Computational Biology and Bioinformatics
Deep, Harsh (School: The Harker School)
Mukhija, Krishay (School: The Harker School)
In our project, we sought to use machine learning to generate new lead molecules and expedite drug discovery. Lead molecules are molecules with an affinity for inhibiting the target protein, and identifying suitable leads is the first stage in drug discovery. Our approach for generating lead molecules differed from current methodologies in 2 areas. First, instead of only training our network on drugs that affected the target protein, we found drugs that targeted proteins that were structurally similar to the target protein. This helped create a more diverse dataset and helped augment the dataset for proteins that currently do not have many drugs that can inhibit them. Secondly, whereas many previous machine learning approaches to drug discovery utilized Recurrent Neural Networks, we used Generative Adversarial Networks(GANs) which provide the benefit of having 2 competing neural networks that continuously learn. Over time, the generator becomes more adept at producing realistic drugs and the discriminator becomes better at discerning which drugs are real versus generated.
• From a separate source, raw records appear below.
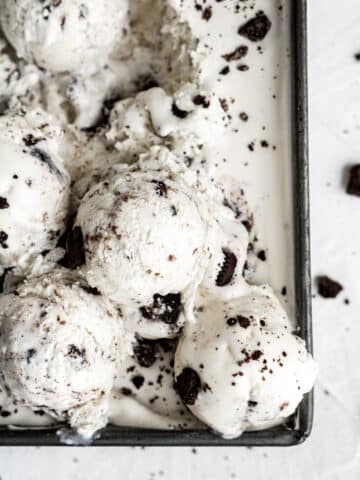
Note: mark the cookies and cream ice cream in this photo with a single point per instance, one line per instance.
(240, 367)
(144, 192)
(34, 189)
(59, 348)
(144, 235)
(64, 36)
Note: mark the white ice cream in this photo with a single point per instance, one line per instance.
(188, 123)
(34, 189)
(240, 367)
(59, 347)
(144, 234)
(67, 35)
(136, 155)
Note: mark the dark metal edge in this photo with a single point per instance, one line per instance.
(278, 436)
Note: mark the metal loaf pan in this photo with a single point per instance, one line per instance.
(298, 428)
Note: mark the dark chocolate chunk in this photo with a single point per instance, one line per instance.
(225, 70)
(262, 255)
(145, 352)
(239, 319)
(178, 112)
(5, 413)
(29, 354)
(188, 385)
(4, 104)
(91, 290)
(126, 392)
(3, 238)
(145, 82)
(4, 203)
(75, 249)
(353, 185)
(207, 13)
(165, 308)
(75, 352)
(237, 54)
(256, 28)
(327, 287)
(228, 268)
(160, 188)
(244, 322)
(201, 100)
(256, 355)
(29, 140)
(231, 321)
(138, 381)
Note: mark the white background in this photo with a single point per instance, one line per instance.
(333, 451)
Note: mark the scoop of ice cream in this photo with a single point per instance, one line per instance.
(34, 191)
(240, 367)
(229, 239)
(144, 235)
(188, 123)
(58, 349)
(67, 35)
(144, 394)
The effect of this is that the generated molecules more closely resemble the style of input molecules while also containing slight variations. Overall, our generated inhibitors had an average docking score of -7.9 which was better than that of current lead molecules which sat at -7.1, a more negative docking score is preferred; however, our molecules were still below the average docking scores of current carcinoma drugs which had an average docking score of -9.3.